A Lionardo di Buonarroto Simoni in Firenze.

Lionardo. — Egli è stato oggi a me con una tua lettera uno che dice che è figliuolo di Lorenzo del Cione vetturale, per il fardello de' contratti che io scrissi di mandarti. Io non lo conosco, ma credendo che e' sia quello che tu mi mandi per essi, gniene do, e pure con sospetto, perchè è cosa che 'mporta assai. Alla ricievuta mi scriverrai per il medesimo e io gli donerò qualche cosa, come ti scrissi. Io l'ò messo in una scatola e rinvóltola bene doppiamente in panno incerato, in modo è ammagliato, in modo che l'aqqua non gli può far danno. Altro non ò che dire. A dì non so, ma oggi è Befania.

Nel libro de' contratti v'è una lettera del conte Alessandro da Canossa,[195] che io ò trovato in casa a questi dì; il quale mi venne già a visitare a Roma come parente. Àbine cura.

Michelagniolo Buonarroti in Roma.

Museo Britannico. Di Roma, (16 di gennaio 1548).

CXCI.[196]

A Lionardo di Buonarroto Simoni in Firenze.

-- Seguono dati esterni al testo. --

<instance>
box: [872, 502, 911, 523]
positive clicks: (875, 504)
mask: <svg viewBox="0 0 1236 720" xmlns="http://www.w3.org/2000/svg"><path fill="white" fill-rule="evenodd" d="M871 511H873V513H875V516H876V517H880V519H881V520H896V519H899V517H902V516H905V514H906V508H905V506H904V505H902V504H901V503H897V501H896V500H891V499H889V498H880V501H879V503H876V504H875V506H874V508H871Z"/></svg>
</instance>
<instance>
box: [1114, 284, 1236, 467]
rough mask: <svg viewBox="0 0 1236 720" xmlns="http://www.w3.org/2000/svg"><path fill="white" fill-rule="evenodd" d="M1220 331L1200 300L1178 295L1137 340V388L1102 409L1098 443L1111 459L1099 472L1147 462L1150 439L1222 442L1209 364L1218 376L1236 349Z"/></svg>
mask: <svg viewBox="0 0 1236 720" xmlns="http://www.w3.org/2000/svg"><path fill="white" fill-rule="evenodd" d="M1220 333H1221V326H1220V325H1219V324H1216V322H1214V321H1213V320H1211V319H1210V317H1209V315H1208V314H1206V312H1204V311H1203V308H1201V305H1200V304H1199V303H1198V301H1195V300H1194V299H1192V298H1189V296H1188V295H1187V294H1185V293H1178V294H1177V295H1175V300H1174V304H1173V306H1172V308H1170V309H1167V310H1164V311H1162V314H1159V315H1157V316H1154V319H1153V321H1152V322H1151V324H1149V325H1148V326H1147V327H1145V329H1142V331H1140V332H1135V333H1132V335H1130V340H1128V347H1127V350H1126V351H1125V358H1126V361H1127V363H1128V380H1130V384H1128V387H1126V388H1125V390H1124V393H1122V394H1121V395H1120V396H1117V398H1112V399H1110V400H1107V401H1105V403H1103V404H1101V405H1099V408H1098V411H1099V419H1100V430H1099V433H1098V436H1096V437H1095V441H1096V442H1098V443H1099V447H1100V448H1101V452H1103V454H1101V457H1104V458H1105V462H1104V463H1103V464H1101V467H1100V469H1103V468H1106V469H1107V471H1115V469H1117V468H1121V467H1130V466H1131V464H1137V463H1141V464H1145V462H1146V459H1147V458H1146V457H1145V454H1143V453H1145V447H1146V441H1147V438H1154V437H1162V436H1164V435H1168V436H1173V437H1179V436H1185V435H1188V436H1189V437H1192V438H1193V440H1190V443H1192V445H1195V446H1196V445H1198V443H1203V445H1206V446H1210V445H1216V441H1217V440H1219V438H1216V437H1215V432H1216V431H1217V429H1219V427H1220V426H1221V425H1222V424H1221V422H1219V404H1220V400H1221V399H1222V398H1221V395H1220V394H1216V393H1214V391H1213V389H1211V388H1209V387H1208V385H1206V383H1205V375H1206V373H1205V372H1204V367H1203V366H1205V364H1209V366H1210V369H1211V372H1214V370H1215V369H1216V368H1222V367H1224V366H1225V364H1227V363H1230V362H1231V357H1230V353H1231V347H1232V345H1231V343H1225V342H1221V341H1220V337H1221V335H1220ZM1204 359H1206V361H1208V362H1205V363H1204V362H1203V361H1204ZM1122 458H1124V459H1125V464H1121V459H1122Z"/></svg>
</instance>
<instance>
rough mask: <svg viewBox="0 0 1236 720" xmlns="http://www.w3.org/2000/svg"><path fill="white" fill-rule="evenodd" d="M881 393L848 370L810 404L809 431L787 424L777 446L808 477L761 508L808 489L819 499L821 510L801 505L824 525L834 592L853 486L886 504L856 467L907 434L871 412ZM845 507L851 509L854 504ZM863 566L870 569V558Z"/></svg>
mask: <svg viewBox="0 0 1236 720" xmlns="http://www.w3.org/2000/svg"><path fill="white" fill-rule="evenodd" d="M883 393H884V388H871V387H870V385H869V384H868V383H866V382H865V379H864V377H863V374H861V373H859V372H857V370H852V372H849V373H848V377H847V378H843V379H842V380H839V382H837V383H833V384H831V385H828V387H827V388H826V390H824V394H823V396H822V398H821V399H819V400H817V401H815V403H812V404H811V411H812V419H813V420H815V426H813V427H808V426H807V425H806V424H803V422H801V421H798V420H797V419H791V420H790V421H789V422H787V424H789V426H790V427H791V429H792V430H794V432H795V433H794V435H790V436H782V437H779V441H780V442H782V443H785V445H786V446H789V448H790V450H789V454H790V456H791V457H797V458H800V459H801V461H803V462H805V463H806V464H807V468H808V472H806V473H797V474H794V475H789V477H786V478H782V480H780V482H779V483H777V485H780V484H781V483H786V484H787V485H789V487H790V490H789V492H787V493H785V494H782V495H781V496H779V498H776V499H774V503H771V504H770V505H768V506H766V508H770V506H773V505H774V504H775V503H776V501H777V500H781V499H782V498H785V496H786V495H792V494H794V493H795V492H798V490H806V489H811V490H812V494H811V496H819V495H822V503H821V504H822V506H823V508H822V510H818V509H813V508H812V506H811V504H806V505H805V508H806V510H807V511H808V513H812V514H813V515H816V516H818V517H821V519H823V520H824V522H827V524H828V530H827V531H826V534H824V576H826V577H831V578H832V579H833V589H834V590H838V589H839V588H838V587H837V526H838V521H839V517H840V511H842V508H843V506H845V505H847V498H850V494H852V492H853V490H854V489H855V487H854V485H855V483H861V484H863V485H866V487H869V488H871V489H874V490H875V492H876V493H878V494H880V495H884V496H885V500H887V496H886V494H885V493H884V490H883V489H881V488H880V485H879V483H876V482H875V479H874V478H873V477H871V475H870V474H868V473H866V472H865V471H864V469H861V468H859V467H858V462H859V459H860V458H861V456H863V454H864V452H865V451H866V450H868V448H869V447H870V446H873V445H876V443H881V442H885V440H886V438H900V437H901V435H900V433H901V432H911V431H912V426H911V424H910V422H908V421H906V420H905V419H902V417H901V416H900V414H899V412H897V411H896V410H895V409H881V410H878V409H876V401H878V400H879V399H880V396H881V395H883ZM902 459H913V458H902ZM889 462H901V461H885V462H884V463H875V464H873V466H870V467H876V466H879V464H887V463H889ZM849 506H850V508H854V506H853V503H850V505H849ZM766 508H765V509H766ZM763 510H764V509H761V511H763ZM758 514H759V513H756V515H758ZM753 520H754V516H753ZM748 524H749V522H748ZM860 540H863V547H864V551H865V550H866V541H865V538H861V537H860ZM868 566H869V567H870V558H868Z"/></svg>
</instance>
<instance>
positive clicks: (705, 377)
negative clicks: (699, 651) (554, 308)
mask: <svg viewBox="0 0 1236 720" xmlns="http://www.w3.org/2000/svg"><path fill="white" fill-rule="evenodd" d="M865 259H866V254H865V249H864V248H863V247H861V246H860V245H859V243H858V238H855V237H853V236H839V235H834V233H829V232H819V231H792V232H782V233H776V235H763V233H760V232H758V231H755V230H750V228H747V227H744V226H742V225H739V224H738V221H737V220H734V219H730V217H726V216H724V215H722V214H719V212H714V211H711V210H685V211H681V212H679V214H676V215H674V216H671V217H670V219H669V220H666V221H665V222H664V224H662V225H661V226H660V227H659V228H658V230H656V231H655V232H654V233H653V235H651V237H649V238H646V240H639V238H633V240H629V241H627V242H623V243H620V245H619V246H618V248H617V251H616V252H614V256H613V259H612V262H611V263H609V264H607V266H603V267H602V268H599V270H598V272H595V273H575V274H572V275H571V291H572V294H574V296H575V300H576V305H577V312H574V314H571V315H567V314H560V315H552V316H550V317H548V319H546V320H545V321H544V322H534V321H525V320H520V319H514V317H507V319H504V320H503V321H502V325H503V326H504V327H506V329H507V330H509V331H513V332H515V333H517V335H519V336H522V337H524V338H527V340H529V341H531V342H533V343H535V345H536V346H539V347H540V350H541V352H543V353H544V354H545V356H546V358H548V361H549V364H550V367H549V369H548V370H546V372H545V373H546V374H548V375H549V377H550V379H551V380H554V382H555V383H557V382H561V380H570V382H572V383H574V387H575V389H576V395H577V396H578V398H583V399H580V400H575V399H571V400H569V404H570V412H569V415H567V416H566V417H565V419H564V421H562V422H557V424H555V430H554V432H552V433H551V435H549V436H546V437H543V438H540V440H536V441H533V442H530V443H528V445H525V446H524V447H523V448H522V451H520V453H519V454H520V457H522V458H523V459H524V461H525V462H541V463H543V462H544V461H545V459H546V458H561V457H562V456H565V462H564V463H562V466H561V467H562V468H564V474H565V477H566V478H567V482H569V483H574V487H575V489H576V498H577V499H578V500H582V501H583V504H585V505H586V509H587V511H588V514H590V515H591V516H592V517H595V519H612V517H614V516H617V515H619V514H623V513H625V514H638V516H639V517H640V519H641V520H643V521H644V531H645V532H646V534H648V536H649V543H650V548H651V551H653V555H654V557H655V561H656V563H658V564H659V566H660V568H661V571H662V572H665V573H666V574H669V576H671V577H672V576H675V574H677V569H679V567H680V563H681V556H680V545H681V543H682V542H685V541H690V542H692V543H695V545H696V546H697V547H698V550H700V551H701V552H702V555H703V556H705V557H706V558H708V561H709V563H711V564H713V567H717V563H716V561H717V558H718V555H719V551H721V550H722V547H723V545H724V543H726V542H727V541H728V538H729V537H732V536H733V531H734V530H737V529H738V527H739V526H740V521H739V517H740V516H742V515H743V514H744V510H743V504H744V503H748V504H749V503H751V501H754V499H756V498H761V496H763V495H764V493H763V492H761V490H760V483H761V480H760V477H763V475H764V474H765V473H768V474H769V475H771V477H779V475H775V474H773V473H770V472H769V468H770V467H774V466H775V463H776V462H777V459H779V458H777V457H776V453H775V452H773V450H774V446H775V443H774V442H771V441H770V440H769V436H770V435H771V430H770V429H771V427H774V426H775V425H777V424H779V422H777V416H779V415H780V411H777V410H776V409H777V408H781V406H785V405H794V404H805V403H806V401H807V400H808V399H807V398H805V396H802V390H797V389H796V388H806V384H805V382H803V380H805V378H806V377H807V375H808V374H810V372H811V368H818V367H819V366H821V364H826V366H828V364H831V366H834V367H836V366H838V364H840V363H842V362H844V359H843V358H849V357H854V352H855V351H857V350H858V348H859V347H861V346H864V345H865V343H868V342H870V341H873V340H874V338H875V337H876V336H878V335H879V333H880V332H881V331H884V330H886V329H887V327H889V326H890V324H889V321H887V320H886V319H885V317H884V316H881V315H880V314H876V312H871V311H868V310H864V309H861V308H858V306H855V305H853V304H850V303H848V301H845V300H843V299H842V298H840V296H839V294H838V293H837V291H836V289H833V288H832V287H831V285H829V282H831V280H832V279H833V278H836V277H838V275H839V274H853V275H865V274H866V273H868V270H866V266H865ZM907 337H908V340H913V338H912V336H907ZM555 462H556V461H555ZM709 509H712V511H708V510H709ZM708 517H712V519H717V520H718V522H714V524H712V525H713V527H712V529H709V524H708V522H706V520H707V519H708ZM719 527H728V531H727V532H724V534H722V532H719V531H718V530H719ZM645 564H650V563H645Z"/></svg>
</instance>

Lionardo. — Io ò per l'ultima tua la morte di Giovansimone.[197] N'ò avuto grandissima passione, perchè speravo, benchè io sia vechio, vederlo inanzi ch'e' morissi, e inanzi che morissi io: è piaciuto così a Dio: pazienzia! Àrei caro intendere particularmente che morte à fatta, e se è morto confessato e comunicato con tutte le cose ordinate dalla Chiesa; perchè quando l'abbia avute, e che io il sappi, n'àrò manco passione.

Circa le scritture e' libro de' contratti che io ti scrissi che tu mandassi il mulattiere per essi, io le dètti a quello che venne con la tua lettera, e fu el dì di Befania, se ben mi ricordo, che credo che sieno oggi dieci dì; e dèttigniene in una scatola grande rinvolta in panno incerato, amagliata e bene aconcia: però cerca d'averla e avisami della ricievuta, perchè importa assai. Altro non ti posso dir per questa, perchè ò ricievuta la lettera tardi e non ò tempo da scrivere. Racomandami al Guicciardino e a la Francesca e a messer Giovanfrancesco.